Real-world analysis often requires both nonlinear and conditional thinking. We can combine these ideas in a semiparametric model that allows smooth associations while controlling for other variables.

# Example: how does the effect of weight on mpg vary by engine size?
# Allow smooth mpg ~ wt relationship, varying smoothly with hp

gam_semi <- gam(mpg ~ s(wt, by = hp) + s(hp), 
                  data = mtcars)

# Visualize the varying slope effect
hp_values <- quantile(mtcars$hp, probs = c(0.25, 0.5, 0.75))

hp_levels <- paste0("hp = ", hp_values)

mtcars_col <- mtcars |>
  mutate(
    hp_label = case_when(
      hp <= hp_values[1] ~ hp_levels[1],
      hp <= hp_values[2] ~ hp_levels[2],
      TRUE               ~ hp_levels[3]
    ),
    hp_label = factor(hp_label, levels = hp_levels)
  )

pred_smooth <- map_df(hp_values, function(hp_val) {
  pred_grid <- tibble(
    wt = seq(min(mtcars$wt), max(mtcars$wt), length.out = 50),
    hp = hp_val
  )
  pred_grid$mpg_pred <- predict(gam_semi, newdata = pred_grid)
  pred_grid$hp_label <- paste0("hp = ", hp_val)
  pred_grid
})

  ggplot(mtcars_col, aes(x = wt, y = mpg, color = hp_label)) +
  geom_point(alpha = 0.6, size = 2) +
  geom_line(
    data = pred_smooth,
    aes(y = mpg_pred),
    linewidth = 1
  ) +
  scale_color_brewer(palette = "Set1") +
  labs(
    title = "Weight-MPG Relationship Varies by Engine Power",
    x = "Weight (1000 lbs)",
    y = "Fuel Economy (mpg)",
    color = "Engine Power"
  ) +
  theme_minimal()

Interpretation: The smooth trends indicate a consistently negative relationship between vehicle weight and fuel economy across all engine power levels. However, this relationship becomes steeper as engine power increases: for a given increase in weight, high-horsepower vehicles experience a larger reduction in mpg than low-horsepower vehicles.

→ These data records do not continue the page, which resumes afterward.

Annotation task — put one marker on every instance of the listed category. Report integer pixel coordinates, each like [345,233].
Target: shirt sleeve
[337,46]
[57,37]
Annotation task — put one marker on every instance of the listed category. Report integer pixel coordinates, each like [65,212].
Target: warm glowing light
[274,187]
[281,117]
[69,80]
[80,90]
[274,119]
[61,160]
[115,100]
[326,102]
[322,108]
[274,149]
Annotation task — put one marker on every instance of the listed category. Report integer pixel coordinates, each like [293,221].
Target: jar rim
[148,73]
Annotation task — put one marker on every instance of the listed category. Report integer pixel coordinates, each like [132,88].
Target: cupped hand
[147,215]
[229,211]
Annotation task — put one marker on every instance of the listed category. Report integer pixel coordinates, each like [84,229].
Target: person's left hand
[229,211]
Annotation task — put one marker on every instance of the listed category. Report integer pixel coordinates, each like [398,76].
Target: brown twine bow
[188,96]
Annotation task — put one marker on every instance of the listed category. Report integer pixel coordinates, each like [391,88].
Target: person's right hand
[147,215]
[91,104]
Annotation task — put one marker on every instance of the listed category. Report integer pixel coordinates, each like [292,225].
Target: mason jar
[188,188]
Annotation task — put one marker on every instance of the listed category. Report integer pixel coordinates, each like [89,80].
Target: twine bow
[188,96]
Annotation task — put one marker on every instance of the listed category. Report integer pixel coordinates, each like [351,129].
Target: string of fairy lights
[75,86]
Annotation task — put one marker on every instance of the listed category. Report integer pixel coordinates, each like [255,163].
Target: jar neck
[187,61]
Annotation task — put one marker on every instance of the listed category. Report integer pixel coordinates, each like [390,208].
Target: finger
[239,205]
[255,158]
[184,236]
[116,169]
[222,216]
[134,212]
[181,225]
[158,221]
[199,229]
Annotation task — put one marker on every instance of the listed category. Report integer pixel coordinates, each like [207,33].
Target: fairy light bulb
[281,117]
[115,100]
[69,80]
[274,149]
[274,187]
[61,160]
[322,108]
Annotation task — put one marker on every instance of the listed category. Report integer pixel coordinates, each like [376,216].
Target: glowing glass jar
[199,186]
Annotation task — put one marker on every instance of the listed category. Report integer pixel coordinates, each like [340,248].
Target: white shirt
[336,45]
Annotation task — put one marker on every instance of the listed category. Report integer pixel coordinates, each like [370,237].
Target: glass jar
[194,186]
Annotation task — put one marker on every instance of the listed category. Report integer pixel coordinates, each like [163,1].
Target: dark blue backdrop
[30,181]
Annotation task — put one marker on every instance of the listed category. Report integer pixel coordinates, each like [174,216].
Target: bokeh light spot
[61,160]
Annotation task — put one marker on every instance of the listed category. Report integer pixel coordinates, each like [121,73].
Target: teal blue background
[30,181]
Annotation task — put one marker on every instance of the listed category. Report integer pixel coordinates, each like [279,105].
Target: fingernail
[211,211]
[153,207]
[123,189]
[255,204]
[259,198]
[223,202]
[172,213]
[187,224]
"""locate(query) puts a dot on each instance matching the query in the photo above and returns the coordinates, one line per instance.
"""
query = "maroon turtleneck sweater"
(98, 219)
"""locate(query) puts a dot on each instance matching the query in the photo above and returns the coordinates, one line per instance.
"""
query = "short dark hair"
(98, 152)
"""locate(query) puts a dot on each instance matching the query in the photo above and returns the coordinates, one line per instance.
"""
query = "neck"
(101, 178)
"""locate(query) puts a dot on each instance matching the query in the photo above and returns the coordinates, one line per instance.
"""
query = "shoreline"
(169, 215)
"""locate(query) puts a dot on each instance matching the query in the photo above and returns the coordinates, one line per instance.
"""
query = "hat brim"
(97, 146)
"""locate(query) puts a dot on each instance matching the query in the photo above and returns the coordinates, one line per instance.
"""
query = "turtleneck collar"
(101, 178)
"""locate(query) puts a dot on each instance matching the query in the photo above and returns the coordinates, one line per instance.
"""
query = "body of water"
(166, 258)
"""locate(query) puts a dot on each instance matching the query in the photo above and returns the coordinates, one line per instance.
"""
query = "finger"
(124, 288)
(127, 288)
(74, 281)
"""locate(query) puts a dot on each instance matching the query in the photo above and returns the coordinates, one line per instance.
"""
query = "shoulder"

This suggests that heavier, more powerful cars are disproportionately penalized in terms of fuel efficiency.

5.5 Summary: When to Use Each Method

Situation Recommended Method
Exploring whether association is linear Nonlinearity index, visual inspection with LOESS
Describing nonlinear relationship shape GAM smooth terms, scatterplot with lowess
Testing for independence (any form) Distance correlation, mutual information
Adjusting for one continuous confounder Partial correlation, residual method
Examining association in subgroups Stratified analysis, conditional plots
Multiple confounders simultaneously GAM with adjustment terms, graphical models
Context-dependent nonlinear effects Semiparametric models (GAM with interactions)

5.6 Summary and Key Takeaways

  • Linear correlations can miss real patterns: It helps to visualize associations with smooth trend lines to detect nonlinearity
  • Nonlinearity indices compare simple vs. complex model fits to quantify how much structure is missed by linearity
  • Distance correlation and GAMs are flexible tools that capture diverse functional forms
  • Partial correlations separate direct from mediated effects, revealing which associations are conditionally independent
  • Stratified analysis reveals how associations vary across subpopulations
  • Combining approaches (nonlinear + conditional) yields richer understanding than either alone
  • Visualization precedes quantification: Scatterplots with smooth fits can usefully accompany numeric results

5.7 Looking Ahead

With nonlinear and conditional association methods now in hand, the next chapter moves to network representations of association patterns. Networks elegantly visualize how multiple associations connect and interact, transforming correlation matrices into interpretable visual structures. This bridges descriptive statistics and exploratory analytics, setting the stage for interactive visualization and machine learning approaches in later chapters.